A. Le caractère impératif de la saisine de la commission du titre de séjour
Le code de l’entrée et du séjour des étrangers et du droit d’asile organise une procédure spécifique pour l’examen des demandes d’admission exceptionnelle au séjour fondées sur une résidence habituelle en France supérieure à dix ans. L’article L. 435-1 de ce code impose à l’autorité administrative, lorsqu’elle « envisage de refuser la demande », de soumettre celle-ci pour avis à la commission du titre de séjour. Cette obligation n’est donc pas une simple faculté laissée à la discrétion du préfet, mais bien une formalité substantielle dont le respect conditionne la régularité de la procédure administrative.
La cour prend soin de souligner que cette obligation s’applique même lorsque le fondement de la résidence de dix ans n’est invoqué qu’à titre subsidiaire par le demandeur. Le juge administratif confirme ainsi que l’administration est tenue d’examiner une demande au regard de l’ensemble des dispositions applicables, et de mettre en œuvre les garanties procédurales qui y sont attachées dès lors que les conditions de fait sont susceptibles d’être réunies. L’avis de la commission, bien que non liant pour le préfet, constitue un élément d’éclairage essentiel dans l’exercice de son pouvoir d’appréciation. Il permet un examen collégial et approfondi de la situation personnelle de l’étranger, notamment de son degré d’intégration dans la société française.
B. La caractérisation d’une irrégularité substantielle
Pour qu’un vice de procédure entraîne l’annulation d’une décision administrative, il doit avoir privé l’intéressé d’une garantie ou avoir été susceptible d’exercer une influence sur le sens de la décision. En l’espèce, la cour applique rigoureusement cette jurisprudence constante. Elle ne se contente pas de constater l’omission de la formalité, mais en évalue les conséquences concrètes pour le requérant. Elle juge que le défaut de saisine de la commission a effectivement « privé l’intéressé d’une garantie ».

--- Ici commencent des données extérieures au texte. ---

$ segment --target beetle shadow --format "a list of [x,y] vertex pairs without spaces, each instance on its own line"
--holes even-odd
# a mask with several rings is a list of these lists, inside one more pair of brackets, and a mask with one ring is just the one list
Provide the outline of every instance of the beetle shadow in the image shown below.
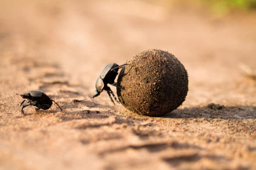
[[160,117],[170,118],[256,119],[256,107],[237,105],[225,106],[211,103],[202,107],[177,109]]

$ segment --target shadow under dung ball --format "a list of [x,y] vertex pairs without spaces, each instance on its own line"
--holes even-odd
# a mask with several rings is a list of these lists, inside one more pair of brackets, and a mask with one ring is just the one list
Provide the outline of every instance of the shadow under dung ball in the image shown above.
[[184,101],[188,74],[174,55],[159,50],[138,53],[122,69],[117,79],[118,98],[126,108],[140,115],[159,116]]

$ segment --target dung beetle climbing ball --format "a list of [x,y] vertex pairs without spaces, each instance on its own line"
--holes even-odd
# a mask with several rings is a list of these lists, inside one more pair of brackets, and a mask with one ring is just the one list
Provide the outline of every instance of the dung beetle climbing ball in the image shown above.
[[140,115],[169,113],[185,100],[188,79],[185,67],[167,51],[151,50],[136,54],[120,72],[117,84],[122,104]]
[[117,86],[115,83],[114,81],[118,74],[118,69],[127,65],[127,64],[124,64],[119,66],[116,63],[112,63],[107,65],[96,80],[95,84],[96,90],[94,91],[94,95],[91,97],[93,98],[98,96],[102,91],[105,90],[107,91],[108,94],[111,99],[111,101],[114,103],[114,104],[115,104],[115,103],[114,102],[114,100],[113,100],[110,94],[112,94],[117,102],[120,103],[111,89],[108,86],[108,84],[111,84],[118,88],[121,88],[121,86]]
[[53,101],[57,105],[61,110],[62,110],[55,101],[51,99],[45,93],[40,91],[31,90],[23,94],[16,94],[19,95],[22,97],[23,98],[25,98],[20,103],[20,107],[22,105],[25,101],[26,101],[26,103],[22,105],[22,107],[21,108],[21,113],[23,115],[24,114],[23,109],[27,106],[29,105],[35,106],[36,107],[35,108],[36,111],[38,111],[40,109],[44,110],[47,110],[52,106]]

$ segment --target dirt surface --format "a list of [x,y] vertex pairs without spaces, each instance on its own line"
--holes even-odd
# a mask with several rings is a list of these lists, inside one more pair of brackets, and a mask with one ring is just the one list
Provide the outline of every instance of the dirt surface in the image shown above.
[[[219,19],[133,1],[0,1],[0,169],[256,169],[256,81],[239,69],[255,68],[255,13]],[[181,106],[150,117],[105,92],[90,98],[107,64],[152,49],[187,70]],[[63,111],[22,115],[15,94],[32,90]]]

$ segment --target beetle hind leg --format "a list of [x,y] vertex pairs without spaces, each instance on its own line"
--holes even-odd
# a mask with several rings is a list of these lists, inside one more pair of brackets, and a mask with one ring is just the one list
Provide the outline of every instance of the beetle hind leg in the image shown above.
[[115,104],[115,103],[114,102],[114,100],[113,100],[113,99],[112,98],[112,96],[111,96],[111,95],[110,94],[110,90],[107,90],[107,93],[108,93],[108,94],[109,95],[109,98],[110,98],[110,99],[111,99],[111,101],[114,104]]
[[123,88],[122,88],[122,87],[121,87],[120,86],[118,86],[117,85],[117,84],[114,82],[111,84],[112,86],[114,86],[115,87],[116,87],[117,88],[118,88],[118,89],[122,89]]

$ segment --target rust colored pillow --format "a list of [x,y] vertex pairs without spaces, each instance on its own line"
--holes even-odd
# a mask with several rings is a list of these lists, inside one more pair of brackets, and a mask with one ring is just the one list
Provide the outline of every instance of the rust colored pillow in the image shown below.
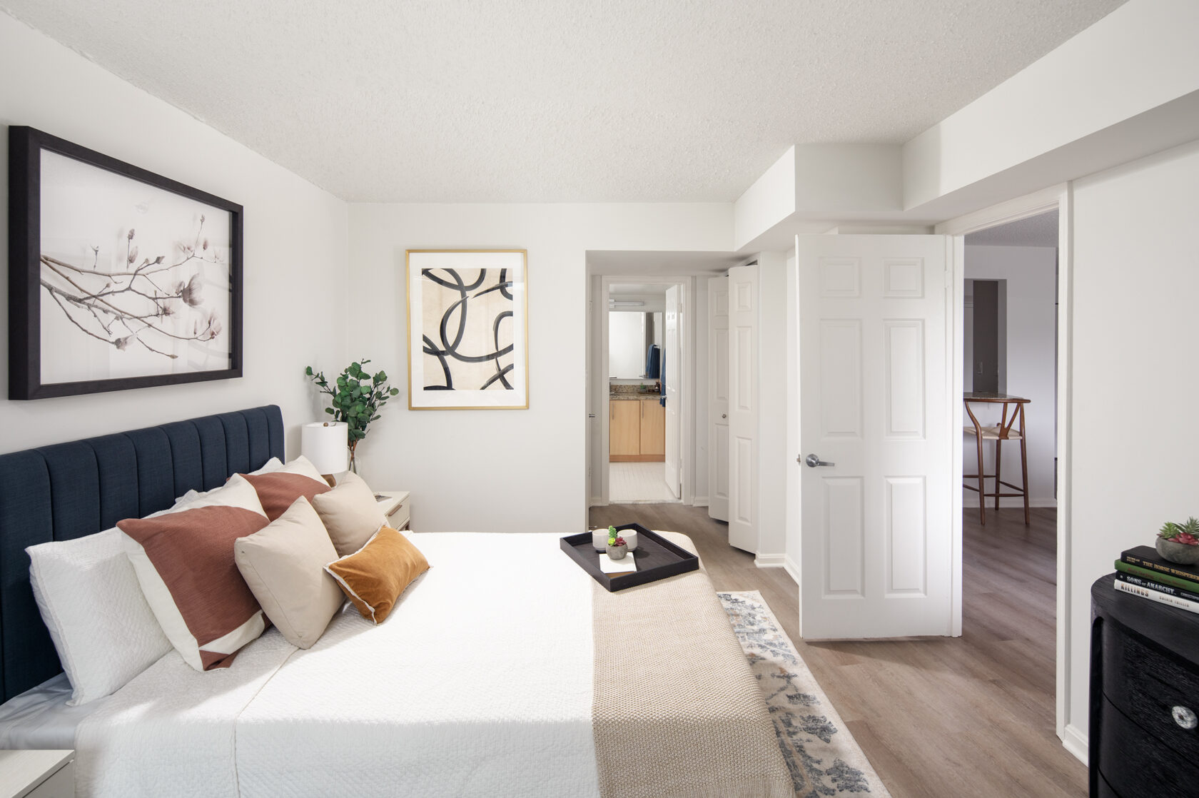
[[278,520],[301,496],[312,502],[312,497],[331,490],[325,480],[318,482],[311,476],[284,470],[242,474],[242,478],[254,486],[258,500],[263,503],[263,511],[270,521]]
[[380,624],[412,580],[429,570],[429,562],[408,538],[382,527],[366,546],[333,560],[325,570],[363,618]]
[[228,667],[242,646],[263,634],[263,608],[233,554],[239,538],[266,526],[260,512],[201,506],[116,526],[126,535],[125,552],[150,608],[188,665],[197,671]]

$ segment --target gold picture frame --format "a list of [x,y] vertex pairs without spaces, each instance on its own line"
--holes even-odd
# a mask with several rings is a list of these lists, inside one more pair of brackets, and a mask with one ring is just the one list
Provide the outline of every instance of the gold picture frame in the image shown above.
[[528,262],[525,250],[404,251],[408,409],[529,409]]

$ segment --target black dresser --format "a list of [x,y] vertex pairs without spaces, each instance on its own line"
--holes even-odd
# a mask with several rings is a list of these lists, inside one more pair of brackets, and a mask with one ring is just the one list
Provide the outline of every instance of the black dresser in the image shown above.
[[1091,798],[1199,796],[1199,614],[1091,586]]

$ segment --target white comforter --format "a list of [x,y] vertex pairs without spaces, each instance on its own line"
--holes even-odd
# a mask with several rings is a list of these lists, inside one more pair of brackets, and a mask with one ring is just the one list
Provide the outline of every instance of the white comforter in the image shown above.
[[79,726],[79,794],[598,796],[591,577],[556,535],[412,540],[432,568],[379,626],[137,677]]

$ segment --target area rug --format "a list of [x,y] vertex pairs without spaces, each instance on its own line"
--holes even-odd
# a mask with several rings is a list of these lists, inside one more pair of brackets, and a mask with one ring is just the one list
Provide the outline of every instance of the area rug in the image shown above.
[[796,798],[890,797],[761,594],[717,595],[761,685]]

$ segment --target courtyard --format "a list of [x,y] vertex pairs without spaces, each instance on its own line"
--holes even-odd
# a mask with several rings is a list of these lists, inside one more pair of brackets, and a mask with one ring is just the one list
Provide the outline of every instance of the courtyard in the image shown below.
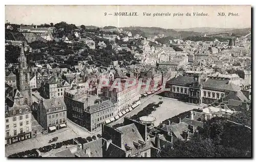
[[[172,118],[180,113],[191,110],[194,109],[201,108],[200,105],[191,103],[183,102],[178,101],[175,99],[167,97],[161,97],[161,99],[159,99],[159,96],[157,94],[150,96],[147,98],[141,99],[141,104],[129,113],[125,114],[124,116],[130,117],[134,115],[137,114],[140,111],[146,107],[148,104],[153,102],[158,103],[160,101],[163,102],[161,106],[158,107],[156,111],[152,112],[150,115],[156,118],[156,121],[154,122],[155,126],[158,126],[163,121]],[[118,123],[121,123],[123,122],[123,117],[111,123],[110,125],[112,126]]]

Cette garantie n’est pas formelle ; elle est l’assurance que la situation d’un individu ayant tissé des liens durables avec le territoire pendant une décennie sera examinée avec une attention particulière par un organe distinct des services préfectoraux. La cour estime en outre que ce vice « est susceptible d’avoir exercé une influence sur le sens de la décision prise ». Un avis favorable de la commission, ou même un avis partagé, aurait pu conduire le préfet à porter une appréciation différente sur l’opportunité d’une régularisation. L’annulation se justifie donc pleinement, car la procédure suivie n’a pas permis un examen complet et équilibré de la situation du demandeur, en violation de l’intention du législateur.
Le raisonnement du juge ne se limite pas à la constatation de cette carence procédurale ; il repose également sur une conception extensive de son office quant à l’appréciation des preuves de la résidence.
II. L’office étendu du juge dans l’appréciation de la condition de résidence
La portée de cet arrêt réside particulièrement dans la manière dont le juge apprécie les éléments de preuve pour contrôler le respect de l’obligation de saisine (A), ce qui détermine ensuite la nature précise de l’injonction adressée à l’administration (B).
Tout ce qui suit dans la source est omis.